A week after a Harvard report estimated that thousands of people died in Puerto Rico after Hurricane Maria — while the official death toll sits at 64 — several congressional Democrats on Wednesday called for an investigation into the death toll.

The members of the Congressional Hispanic Caucus said that they will introduce a bill next week aiming to set up an independent commission examining the death toll and how it was handled — similar to the investigation established after the Sept. 11 attacks. But the bill has little chance of going anywhere as Republicans control Congress, and the CHC is made up entirely of Democrats.

Representatives including Nydia Velázquez and Adriano Espaillat from New York, Darren Soto from Florida, and Bennie Thompson from Mississippi, said the Harvard study released last week was a reminder that federal and Puerto Rican officials have failed to reliably account for the number people who died on the island after the Category 4 storm.

"These low numbers have justified a vastly underfunded disaster," Soto said.

The government's official death count came under suspicion first by the Puerto Rico Center for Investigative Reporting and BuzzFeed News just days after the hurricane devastated the island.

"These numbers drive the narrative about what happened in Puerto Rico and how our government responded, and how we should rebuild going forward," Velázquez said. "We all remember when Donald Trump sat in Puerto Rico and pointed to a death count of 16, suggested that Maria was not, and I quote, 'a real catastrophe.'"

Espaillat called relying on nongovernmental studies like the Harvard report and the GWU study commissioned by Puerto Rico Gov. Ricardo Rosselló "the highest form of neglect and negligence."

"How could we, government, have to rely on private institutions to do our job?" he said.

"We as government must be responsible. … These are people that died, they have families, those families deserve to know what was the level of tragedy that hit Puerto Rico," he said.

Mississippi Rep. Bennie Thompson added that the Government Accountability Office has accepted his request to audit the death toll. Thompson and Velázquez made the request in a letter in December.

A spokesperson for FEMA said in a statement to BuzzFeed News that the agency has provided more than $1.3 billion to Hurricane Maria survivors and obligated more than $2.2 billion to Puerto Rico for Public Assistance projects.

"The insinuation that federal response has been lacking is absurd," the spokesperson said. "FEMA has and will always work tirelessly to support state, local, tribal and territorial partners to respond to and recover from disasters. With respect to Puerto Rico or any disaster, FEMA and its federal partners will continue to support governors with their outcome-driven recovery goals."

A recent Politico investigation found discrepancies in the speed and quantity of aid delivered to Houston after Hurricane Harvey and Puerto Rico after Hurricane Maria.

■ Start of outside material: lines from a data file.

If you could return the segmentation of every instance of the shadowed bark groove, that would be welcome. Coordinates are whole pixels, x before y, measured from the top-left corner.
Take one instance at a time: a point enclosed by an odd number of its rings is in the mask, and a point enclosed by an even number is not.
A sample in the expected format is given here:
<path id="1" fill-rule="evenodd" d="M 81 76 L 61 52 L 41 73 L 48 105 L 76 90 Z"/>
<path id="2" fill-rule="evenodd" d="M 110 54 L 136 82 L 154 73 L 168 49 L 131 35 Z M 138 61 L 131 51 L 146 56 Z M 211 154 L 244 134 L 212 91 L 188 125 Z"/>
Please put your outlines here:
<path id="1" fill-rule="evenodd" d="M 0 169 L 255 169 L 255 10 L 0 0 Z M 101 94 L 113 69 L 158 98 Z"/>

According to the report, nine days after Hurricane Harvey, FEMA had approved $141.8 million in individual assistance to Harvey victims, compared to $6.2 million for Maria victims in the same time frame. During those first nine days, FEMA provided 5.1 million meals, 4.5 million liters of water, and more than 20,000 tarps to Houston. They provided 1.6 million meals, 2.8 million liters of water, and around 5,000 tarps to Puerto Rico.

The FEMA spokesperson added that agency's role is to support local governments after their capacity to respond has been exceeded, and that "the actual counting of disaster-related fatalities is the responsibility of local jurisdictions, not FEMA."